Does Accessibility Present Copyright Issues?
Thursday, January 29th, 2009It’s About Access, Right?
One of our goals at Penn State is to increase access to online courses, programs, and services for a broad spectrum of students, including students confronting barriers related to disabilities. In fact, as is the case with many distance education providers, access has historically been at the very center of the World Campus’s purpose and self-identify. Online education may provide a perfect opportunity for students dealing with barriers related to mobility; however, for other kinds of disabilities, online learning may actually present barriers of other kinds. You may be surprised to discover that copyright considerations may complicate serving students with disabilities.
Accommodation is a Feature of Access
As we incorporate larger amounts and more diverse kinds of media in online courses, related considerations may include how to achieve the necessary accommodations when a student with a disability needs access to the course materials. Text is pretty easy, but online courses may utilize music, video, and graphic files offered in various file formats, including streaming media; textbooks (including e-texts) and online resources provided by publishers and others; and learning management systems, WIKIs, blogs, and software to support real-time interactions. A typical accommodation needed by a student with a disability may include one or more of the following:
- close-captioning of video,
- transcription of audio,
- accessible versions of course textbooks and other ancillary materials, and/or
- more time on timed items (such as quizzes or exams).
Are the media and tools you are hosting and/or linking to accessible? If not, can they be made accessible upon request? What are the substantive barriers to quickly and effectively meeting the needs of learners who require accommodation?

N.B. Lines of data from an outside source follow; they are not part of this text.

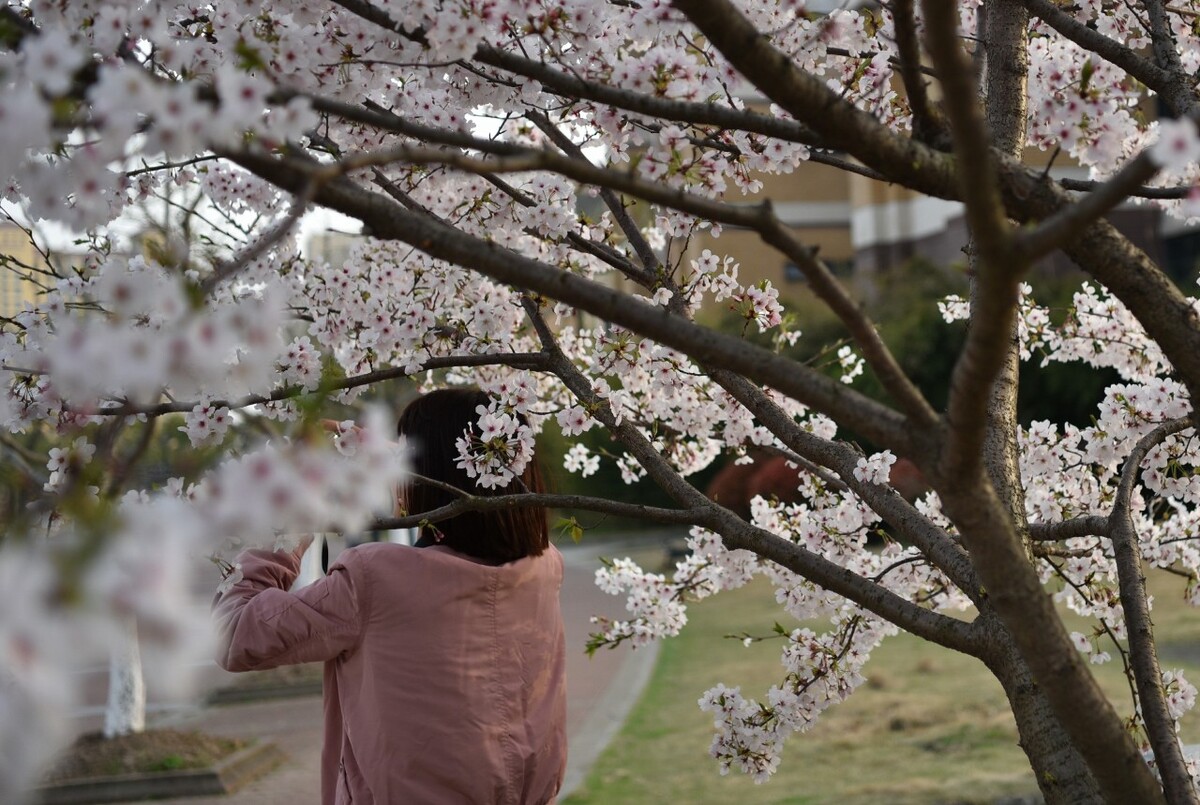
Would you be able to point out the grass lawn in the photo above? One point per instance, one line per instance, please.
(929, 726)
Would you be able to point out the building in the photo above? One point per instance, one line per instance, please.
(863, 228)
(16, 251)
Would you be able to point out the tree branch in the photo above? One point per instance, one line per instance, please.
(1144, 658)
(468, 502)
(1181, 96)
(1090, 38)
(1069, 529)
(1069, 222)
(943, 552)
(737, 533)
(994, 302)
(652, 269)
(388, 220)
(927, 124)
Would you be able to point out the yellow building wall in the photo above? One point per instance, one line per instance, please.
(15, 289)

Copyrights and Accommodations
Although there are numerous technical and financial challenges to making course content accessible, the implications of the restrictive copyright that comes along with the use of proprietary content may present challenges that are frequently overlooked. Various forms of accommodation require the creation and distribution of derivative works, which is a restriction that comes along with the default copyright license. On the up side, the materials in question may include intellectual property created and owned by the faculty member and/or educational organization offering the course, in which case you and the learner may be lucky, relatively speaking. If you had the foresight to create accessible versions of all course media, you are home free. If not, your primary questions may be simply how to find the resources and tools to create accessible versions of these items in a timely fashion, which is a technical and financial issue.

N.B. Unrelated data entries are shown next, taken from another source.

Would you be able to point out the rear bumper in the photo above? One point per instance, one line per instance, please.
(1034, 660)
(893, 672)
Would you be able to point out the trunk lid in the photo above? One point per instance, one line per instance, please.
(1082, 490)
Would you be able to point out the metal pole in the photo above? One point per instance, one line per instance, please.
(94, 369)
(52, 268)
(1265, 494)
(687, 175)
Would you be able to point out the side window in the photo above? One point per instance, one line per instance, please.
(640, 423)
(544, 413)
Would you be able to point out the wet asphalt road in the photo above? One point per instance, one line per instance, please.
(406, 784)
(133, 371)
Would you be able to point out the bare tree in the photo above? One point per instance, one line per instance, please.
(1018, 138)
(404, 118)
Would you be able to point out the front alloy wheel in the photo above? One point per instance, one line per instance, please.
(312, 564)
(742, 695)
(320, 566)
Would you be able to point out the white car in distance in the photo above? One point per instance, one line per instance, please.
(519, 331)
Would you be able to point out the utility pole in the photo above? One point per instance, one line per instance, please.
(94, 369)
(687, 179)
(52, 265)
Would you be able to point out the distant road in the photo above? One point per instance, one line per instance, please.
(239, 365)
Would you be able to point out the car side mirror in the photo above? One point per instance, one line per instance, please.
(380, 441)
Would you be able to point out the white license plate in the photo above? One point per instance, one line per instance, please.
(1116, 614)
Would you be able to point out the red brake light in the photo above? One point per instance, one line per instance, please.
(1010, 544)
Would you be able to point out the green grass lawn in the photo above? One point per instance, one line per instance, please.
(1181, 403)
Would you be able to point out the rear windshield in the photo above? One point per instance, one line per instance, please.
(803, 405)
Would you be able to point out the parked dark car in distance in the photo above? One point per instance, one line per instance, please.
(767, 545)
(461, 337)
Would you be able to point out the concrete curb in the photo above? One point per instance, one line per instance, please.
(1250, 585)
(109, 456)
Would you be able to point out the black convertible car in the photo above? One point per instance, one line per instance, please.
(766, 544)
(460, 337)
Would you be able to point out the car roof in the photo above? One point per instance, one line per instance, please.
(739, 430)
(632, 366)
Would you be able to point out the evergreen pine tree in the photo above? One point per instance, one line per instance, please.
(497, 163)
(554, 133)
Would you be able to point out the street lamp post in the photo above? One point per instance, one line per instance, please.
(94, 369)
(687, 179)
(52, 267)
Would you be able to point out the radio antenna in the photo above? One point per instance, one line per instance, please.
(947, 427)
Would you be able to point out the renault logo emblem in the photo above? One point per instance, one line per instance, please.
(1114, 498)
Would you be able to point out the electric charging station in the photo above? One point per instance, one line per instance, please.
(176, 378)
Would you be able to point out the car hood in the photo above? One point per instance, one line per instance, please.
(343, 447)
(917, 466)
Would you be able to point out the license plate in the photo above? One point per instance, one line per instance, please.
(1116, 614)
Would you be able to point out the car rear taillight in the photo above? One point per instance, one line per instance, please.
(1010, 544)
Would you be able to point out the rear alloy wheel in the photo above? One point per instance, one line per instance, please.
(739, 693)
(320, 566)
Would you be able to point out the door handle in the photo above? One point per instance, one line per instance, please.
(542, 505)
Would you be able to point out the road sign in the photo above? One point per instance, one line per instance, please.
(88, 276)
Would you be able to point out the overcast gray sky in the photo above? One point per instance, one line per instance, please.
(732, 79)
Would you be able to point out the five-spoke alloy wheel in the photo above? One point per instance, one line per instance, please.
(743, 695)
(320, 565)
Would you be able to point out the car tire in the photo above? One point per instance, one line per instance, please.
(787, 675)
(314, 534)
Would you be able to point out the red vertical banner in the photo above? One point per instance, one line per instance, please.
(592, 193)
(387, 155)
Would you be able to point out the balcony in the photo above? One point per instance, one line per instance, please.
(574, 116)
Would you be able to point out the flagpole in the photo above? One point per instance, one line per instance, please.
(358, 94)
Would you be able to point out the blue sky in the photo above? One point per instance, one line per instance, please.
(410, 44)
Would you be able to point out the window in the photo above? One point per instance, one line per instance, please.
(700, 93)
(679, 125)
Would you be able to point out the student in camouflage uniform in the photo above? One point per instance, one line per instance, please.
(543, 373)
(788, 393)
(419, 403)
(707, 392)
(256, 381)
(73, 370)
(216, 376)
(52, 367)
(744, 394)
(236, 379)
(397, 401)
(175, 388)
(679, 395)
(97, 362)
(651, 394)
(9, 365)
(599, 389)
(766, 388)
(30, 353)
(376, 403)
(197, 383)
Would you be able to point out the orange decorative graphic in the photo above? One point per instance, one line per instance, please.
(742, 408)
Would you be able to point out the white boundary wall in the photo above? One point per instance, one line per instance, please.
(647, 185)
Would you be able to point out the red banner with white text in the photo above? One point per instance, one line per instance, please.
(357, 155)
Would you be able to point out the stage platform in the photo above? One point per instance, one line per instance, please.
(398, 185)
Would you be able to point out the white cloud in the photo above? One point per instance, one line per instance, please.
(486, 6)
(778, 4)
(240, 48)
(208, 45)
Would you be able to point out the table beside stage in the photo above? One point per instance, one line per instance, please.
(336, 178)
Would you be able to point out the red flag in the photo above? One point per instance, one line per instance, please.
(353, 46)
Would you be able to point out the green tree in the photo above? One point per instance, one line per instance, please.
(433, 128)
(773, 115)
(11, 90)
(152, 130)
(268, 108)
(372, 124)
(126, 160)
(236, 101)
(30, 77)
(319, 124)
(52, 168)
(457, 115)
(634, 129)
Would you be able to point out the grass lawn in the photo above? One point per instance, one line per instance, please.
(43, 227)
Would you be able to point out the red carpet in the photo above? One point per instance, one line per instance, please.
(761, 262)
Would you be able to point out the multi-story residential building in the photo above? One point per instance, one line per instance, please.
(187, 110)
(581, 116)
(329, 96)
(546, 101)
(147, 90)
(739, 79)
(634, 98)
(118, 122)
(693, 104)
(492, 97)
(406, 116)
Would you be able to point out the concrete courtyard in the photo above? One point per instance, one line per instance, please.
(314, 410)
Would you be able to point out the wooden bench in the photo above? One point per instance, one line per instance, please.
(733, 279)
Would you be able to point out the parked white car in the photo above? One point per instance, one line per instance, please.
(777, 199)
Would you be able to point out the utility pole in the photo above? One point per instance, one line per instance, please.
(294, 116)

However, a typical online course may also include third-party intellectual property, not owned by the institution offering the course, and potentially offered via media not controlled or supported by the offering institution. What special copyright considerations apply?
What About the TEACH Act?
The TEACH Act (TEACH Act Toolkit and PSU TEACH Act site) allows educational providers meeting certain criteria to host on their course Web sites some media in their entirety, and limited selections of other types of media, to enrolled students provided certain requirements are met. These requirements include limiting access to the material to registered students for the duration of a class session (defined by many as the entire semester of offering), providing appropriate notices and making available access to copyright resources, and making a good-faith effort to provide the material in a format that students cannot retain after the class has concluded.
Thus you may under the TEACH Act provide streamed movie clips, documents in PDF format with save features disabled, and graphics in a watermarked or reduced-quality format. Are these items accessible? If not, can they be made accessible upon request? And does the law allow you to provide the more accessible version (for example, a transcript of an audio or video segment) to all of the students in the course (who may also realize significant benefit from such items), or only to those students who can document a relevant disability need?

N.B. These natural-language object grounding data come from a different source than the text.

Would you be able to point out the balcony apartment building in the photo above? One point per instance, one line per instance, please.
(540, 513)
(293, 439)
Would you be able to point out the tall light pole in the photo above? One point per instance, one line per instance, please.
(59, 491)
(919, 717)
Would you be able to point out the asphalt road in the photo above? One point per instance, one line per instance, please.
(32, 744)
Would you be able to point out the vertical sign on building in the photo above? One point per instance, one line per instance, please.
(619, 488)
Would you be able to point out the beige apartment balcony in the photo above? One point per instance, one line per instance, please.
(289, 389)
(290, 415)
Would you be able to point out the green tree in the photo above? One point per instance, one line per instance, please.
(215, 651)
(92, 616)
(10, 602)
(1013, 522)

Access Accommodation & the “Web” of Content
Have you thought about the third-party materials that you may link to in a course, as well? If you link to a news article, an online film or music clip, or YouTube video, what will your strategy be for providing accessibility to students who need it? In some cases, ownership of the linked item may be unclear, and the rights surrounding its use even muddier. On the Web, some providers take care to make accessible versions of items available; sadly, most do not. So you may find yourself in the unenviable position of taking on responsibility for creating an accessible derivative work of an item you do not own and have previously chosen not to host within the course.
Another (perhaps better) option may be for your organization to skip the copyright quagmire and make the choice to use only open resources for which rights are clear and access does not need to be restricted. Such an approach may seem limiting in the short term, but in the long term (for example, when serving students confronting accessibility challenges, and muddling through questions of copyright and liability), you may be the one having the last laugh!
Proceed with Caution!
As with many copyright questions, the best answer to what is legal is: “whatever your organization’s lawyers are prepared to defend.” So, fellow online course providers: please consult your lawyers, and good luck in working through the legal and logistical considerations related to providing accessible versions of third-party materials – both those imbedded within and those linked-to within your online courses.
We’ve chosen in this posting to ask but not answer a number of questions related to access and accommodation. The last question that we would like to put on the table has to do with the potential for OER to simultaneously enhance access and reduce the need to proceed with caution. The reality is that in the online environment, we frequently learn about accommodation requests at the last minute, and in some courses the implications can be far-reaching. What can we do to leverage the potential of OER to increase our agility while meeting the needs of learners and faculty?